L’Europe a été aux avant-postes de la lutte contre le changement climatique. Son plan d’action ‘Ajustement à l’objectif 55’ vise à réduire la dépendance vis-à-vis des combustibles fossiles, à développer l’utilisation des sources d’énergie renouvelables, à accélérer le développement des voitures électriques et à encourager les énergies propres pour l’aviation et la navigation.

L’invasion russe de l’Ukraine a toutefois rendu nécessaire l’adoption d’une nouvelle stratégie énergétique, appelée ‘RePowerEU’. Elle devrait permettre à l’Europe de réduire et, à terme, de mettre fin à sa dépendance aux combustibles fossiles russes. La stratégie repose sur trois piliers: les économies d’énergie, la diversification des sources d’approvisionnement et l’accélération de la transition vers les énergies propres. Si ce plan comporte un volet important consacré aux énergies renouvelables, il prévoit également la construction de nouvelles infrastructures de gaz naturel liquéfié (GNL).

Les États-Unis vont-ils prendre les commandes de la manœuvre?

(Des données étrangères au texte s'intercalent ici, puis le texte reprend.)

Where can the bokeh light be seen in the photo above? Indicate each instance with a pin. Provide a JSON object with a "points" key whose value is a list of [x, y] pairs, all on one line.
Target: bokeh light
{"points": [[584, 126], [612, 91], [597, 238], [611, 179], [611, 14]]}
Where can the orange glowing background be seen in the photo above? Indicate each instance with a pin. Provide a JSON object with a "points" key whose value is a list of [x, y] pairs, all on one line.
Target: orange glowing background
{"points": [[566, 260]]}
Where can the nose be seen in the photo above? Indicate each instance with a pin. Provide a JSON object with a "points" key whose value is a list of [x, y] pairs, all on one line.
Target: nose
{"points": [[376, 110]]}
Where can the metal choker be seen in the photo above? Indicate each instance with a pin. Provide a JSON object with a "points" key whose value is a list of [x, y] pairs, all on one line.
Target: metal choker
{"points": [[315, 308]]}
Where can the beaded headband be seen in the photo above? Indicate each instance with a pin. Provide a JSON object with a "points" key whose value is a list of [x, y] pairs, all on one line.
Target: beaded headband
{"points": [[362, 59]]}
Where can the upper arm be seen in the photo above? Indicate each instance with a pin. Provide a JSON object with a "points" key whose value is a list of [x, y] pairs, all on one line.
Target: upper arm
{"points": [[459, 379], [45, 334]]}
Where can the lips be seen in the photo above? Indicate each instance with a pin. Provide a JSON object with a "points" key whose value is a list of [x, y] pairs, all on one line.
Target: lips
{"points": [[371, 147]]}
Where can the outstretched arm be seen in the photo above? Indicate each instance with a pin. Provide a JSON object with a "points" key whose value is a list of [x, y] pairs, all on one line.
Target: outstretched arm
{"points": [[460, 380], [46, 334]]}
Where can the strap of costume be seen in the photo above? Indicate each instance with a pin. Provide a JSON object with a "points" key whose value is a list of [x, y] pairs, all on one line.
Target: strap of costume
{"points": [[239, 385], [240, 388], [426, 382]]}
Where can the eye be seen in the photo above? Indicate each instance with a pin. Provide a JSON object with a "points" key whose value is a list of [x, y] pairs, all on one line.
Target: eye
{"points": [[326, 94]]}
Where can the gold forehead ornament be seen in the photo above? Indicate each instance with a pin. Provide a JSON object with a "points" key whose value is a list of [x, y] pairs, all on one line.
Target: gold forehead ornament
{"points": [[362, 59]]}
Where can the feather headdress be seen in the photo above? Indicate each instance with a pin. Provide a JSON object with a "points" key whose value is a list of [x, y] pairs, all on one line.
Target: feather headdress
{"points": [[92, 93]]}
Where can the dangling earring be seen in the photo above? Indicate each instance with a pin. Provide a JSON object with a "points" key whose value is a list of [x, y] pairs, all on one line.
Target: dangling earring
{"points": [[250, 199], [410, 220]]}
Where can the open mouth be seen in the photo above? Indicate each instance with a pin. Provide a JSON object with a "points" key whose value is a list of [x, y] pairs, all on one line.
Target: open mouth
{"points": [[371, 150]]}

La nouvelle loi américaine sur la réduction de l’inflation (‘Inflation Reduction Act’) devrait donner un coup de fouet à la transition énergétique des États-Unis. Considéré comme le texte de loi climatique le plus important de l’histoire du pays, ce plan de 369 milliards de dollars vise à stimuler l’approvisionnement en énergie verte, décarboner l’agriculture et l’industrie, accroître les investissements dans les technologies propres, augmenter les investissements dans l’efficacité énergétique et aider les collectivités défavorisées à s’adapter au changement climatique. Selon les estimations, d’ici 2030, ces mesures devraient permettre de réduire les émissions nettes de gaz à effet de serre de 31% à 44% par rapport aux niveaux de 2005.

Cette loi peut, à juste titre, être considérée comme un tournant décisif. En effet, en plus d’arriver à point nommé dans le contexte des préoccupations actuelles en matière de sécurité énergétique, cette initiative permet aux États-Unis de redevenir un partenaire crédible dans la lutte contre le changement climatique en y occupant à nouveau le devant de la scène internationale, par exemple à la COP27.

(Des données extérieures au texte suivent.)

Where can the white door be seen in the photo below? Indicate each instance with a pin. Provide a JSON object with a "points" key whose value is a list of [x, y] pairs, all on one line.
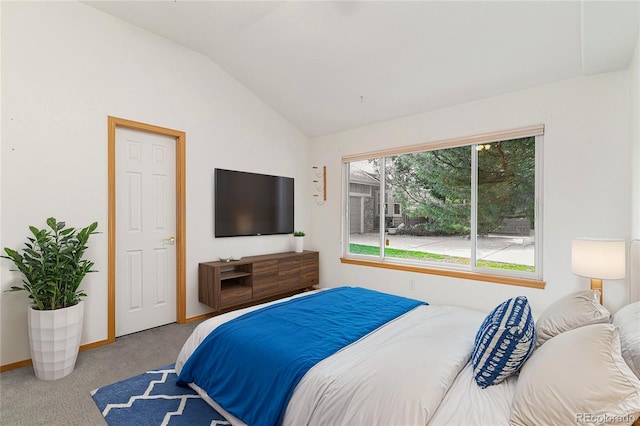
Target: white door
{"points": [[145, 230]]}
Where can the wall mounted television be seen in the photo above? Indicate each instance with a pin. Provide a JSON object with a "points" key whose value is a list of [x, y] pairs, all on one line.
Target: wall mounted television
{"points": [[252, 204]]}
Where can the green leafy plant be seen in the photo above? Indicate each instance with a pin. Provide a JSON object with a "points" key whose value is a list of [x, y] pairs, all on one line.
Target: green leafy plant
{"points": [[52, 264]]}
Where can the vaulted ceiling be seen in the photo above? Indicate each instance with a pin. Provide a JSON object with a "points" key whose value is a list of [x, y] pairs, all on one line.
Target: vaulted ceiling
{"points": [[328, 66]]}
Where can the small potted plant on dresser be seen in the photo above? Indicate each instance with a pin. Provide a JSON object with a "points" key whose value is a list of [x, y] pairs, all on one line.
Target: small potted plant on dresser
{"points": [[298, 241], [53, 267]]}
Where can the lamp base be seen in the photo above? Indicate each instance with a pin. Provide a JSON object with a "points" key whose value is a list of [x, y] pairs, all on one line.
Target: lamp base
{"points": [[596, 284]]}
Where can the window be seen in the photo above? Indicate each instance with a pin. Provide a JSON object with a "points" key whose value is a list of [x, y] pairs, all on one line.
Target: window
{"points": [[459, 205]]}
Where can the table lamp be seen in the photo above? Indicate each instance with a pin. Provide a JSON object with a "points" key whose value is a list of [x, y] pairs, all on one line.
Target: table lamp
{"points": [[598, 260]]}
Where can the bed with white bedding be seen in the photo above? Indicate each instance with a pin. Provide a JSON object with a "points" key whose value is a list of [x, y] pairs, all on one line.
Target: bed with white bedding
{"points": [[417, 370]]}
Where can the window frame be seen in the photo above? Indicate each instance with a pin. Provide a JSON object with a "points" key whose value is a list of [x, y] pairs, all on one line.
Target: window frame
{"points": [[471, 271]]}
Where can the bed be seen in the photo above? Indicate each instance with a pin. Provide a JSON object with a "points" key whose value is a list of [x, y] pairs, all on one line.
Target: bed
{"points": [[436, 365]]}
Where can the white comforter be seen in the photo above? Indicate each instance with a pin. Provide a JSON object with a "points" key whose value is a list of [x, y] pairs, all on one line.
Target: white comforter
{"points": [[397, 375]]}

Chine: nouvelles ambitions et nouveaux défis

Bien que la Chine soit en grande partie à l’abri des problèmes d’approvisionnement liés à la Russie, les conditions climatiques extrêmes de l’été ont eu des répercussions sur la sécurité énergétique du pays. Elles ont notamment eu pour effet d’entraîner une augmentation de la consommation de charbon pour pouvoir assurer la production d’électricité. Elles ont aussi conduit à la fermeture de bon nombre d’usines. Sur le plan de la lutte contre le réchauffement climatique, la Chine a en outre interrompu sa collaboration avec les États-Unis, annoncée pourtant l’an dernier dans le cadre de la COP26. Elle semble néanmoins disposée à honorer ses engagements en matière de décarbonation. Le pic de carbone est prévu pour 2030 et la neutralité carbone pour 2060.

La tâche est énorme, car les émissions de carbone devraient atteindre un pic bien plus élevé qu’aux États-Unis et la neutralité carbone devrait être réalisée à peine 30 ans plus tard. Mais les investissements dans les technologies vertes essentielles ont été considérables, et d’ici 2025, le pays compte produire un tiers de toute son énergie à partir de sources renouvelables.

La transition énergétique connaît un tournant décisif. Or, les investisseurs peuvent jouer un rôle clé dans les efforts de décarbonation en privilégiant les stratégies d’investissement favorables au climat. Une approche analytique globale devrait ainsi permettre d’identifier les entreprises ayant le potentiel de sortir gagnantes de cet effort de longue durée.